Lung cancer was the second most diagnosed cancer (2.2M new cases) and leading cause of global cancer deaths (1.8M) in 2020. Lung cancer in the early stages is typically asymptomatic, with patients presenting with symptoms most commonly diagnosed at advanced stages. Early-stage lung cancer has a better prognosis with Stage 1 patients having a 67.7% five-year survival vs 17.1% and 3.2% for Stages III and IV respectively. Early detection and intervention have potential to reduce burden of disease. We aimed to evaluate detection of lung cancer, stage at diagnosis, available disease-specific mortality and survival rates in high-risk, never-smoking populations in order to contribute to an understanding of whether or not high-risk never-smokers warrant inclusion in targeted screening programs.

Method

Following PRISMA reporting guidelines, a systematic review was undertaken via Pubmed, Medline, Web of Science, NIH U.S National Library of Medicine Clinical Trials, EU Clinical Trials Register, Science Direct and Google Scholar. Screening of results, data extraction and risk of bias were independently undertaken by different members of the research team and the synthesised results narratively described.
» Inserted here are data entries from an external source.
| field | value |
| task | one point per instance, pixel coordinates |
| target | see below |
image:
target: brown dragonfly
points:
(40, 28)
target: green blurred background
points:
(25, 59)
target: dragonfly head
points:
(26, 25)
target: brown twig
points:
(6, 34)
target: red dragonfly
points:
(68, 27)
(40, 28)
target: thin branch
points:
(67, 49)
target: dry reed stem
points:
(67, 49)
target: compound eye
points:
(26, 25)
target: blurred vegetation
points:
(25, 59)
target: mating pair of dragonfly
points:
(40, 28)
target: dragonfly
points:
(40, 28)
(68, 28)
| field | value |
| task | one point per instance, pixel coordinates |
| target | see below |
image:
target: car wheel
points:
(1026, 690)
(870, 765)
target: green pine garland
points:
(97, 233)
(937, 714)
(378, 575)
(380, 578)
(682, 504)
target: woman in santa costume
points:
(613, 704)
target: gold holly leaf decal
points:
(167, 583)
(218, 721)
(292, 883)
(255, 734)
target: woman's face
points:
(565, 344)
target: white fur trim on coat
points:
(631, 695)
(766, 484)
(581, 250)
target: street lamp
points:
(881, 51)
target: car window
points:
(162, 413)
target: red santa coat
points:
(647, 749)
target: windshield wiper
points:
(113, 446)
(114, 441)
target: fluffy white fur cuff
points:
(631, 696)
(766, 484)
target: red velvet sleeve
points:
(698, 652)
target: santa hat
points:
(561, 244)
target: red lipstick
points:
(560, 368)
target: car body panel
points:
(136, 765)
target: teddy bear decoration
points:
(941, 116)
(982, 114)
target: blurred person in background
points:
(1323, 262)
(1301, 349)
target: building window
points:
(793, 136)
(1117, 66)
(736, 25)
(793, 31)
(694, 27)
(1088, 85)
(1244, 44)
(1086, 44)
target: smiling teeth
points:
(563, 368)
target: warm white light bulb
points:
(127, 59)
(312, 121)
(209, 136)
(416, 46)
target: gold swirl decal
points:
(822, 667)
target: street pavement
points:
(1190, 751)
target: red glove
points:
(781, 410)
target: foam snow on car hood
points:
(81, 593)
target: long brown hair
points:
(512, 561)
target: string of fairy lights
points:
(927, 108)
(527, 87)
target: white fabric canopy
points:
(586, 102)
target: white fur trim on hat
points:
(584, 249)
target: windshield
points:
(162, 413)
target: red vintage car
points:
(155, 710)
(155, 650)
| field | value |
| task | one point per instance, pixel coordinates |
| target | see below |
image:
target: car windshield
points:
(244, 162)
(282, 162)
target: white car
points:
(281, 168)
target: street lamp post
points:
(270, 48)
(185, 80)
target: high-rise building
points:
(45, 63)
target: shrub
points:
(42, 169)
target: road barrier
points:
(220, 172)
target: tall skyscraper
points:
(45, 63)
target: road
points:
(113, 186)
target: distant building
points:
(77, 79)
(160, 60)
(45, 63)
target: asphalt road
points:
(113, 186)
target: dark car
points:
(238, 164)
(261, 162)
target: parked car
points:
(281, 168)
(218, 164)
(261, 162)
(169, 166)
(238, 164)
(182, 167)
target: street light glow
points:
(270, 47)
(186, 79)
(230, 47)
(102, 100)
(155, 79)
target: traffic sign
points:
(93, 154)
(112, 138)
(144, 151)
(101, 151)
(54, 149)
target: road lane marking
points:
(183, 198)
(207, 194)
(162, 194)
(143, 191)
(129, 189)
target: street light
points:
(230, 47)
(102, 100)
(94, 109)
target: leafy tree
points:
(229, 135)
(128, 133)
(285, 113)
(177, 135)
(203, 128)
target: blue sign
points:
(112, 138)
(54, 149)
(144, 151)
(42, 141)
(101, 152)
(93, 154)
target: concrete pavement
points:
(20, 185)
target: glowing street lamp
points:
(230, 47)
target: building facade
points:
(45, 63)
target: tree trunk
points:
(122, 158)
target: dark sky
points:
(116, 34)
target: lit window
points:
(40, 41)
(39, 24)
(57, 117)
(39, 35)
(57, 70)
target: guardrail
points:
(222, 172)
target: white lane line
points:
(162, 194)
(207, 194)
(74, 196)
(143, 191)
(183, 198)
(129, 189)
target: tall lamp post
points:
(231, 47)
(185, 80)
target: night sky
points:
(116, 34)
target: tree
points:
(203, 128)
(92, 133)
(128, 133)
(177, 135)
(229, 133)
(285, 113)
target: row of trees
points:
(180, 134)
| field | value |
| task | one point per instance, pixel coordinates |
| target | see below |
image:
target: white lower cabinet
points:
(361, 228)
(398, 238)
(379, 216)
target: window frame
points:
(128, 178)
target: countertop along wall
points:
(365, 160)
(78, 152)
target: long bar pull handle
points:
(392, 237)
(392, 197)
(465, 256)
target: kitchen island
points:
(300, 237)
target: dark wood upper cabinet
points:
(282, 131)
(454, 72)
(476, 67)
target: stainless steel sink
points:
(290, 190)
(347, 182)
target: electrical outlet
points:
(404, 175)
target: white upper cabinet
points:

Only English language results were included.

Results

Twelve non-randomised studies were included, with a range of non-smoking risk factors (East Asian origin, family history of lung cancer, second-hand smoke, exposure, chronic obstructive pulmonary disease and kitchen fume exposure). Prevalence of lung cancer was 0.62% for all never-smokers, 1.15% for East Asian females and 2.6% for individuals with emphysema. Lung cancer was detected at Stage I in 87.1% of cases identified in the literature. Five and ten-year survival was 96% or higher among screened individuals with lung cancer in the two studies which reported it.

Conclusion

Those at higher risk of lung cancer and who received screening were mainly detected in Stage I. This appears to equate to an improved 5-year survival rate. Though the majority of the studies were non-randomised and of moderate to low quality, and therefore provide insufficient evidence to change clinical practice, the review, however, does highlight the need for further, higher quality research in this area. 

Impact statement

This research has the impact to inform future lung cancer screening efforts among higher risk, non smokers.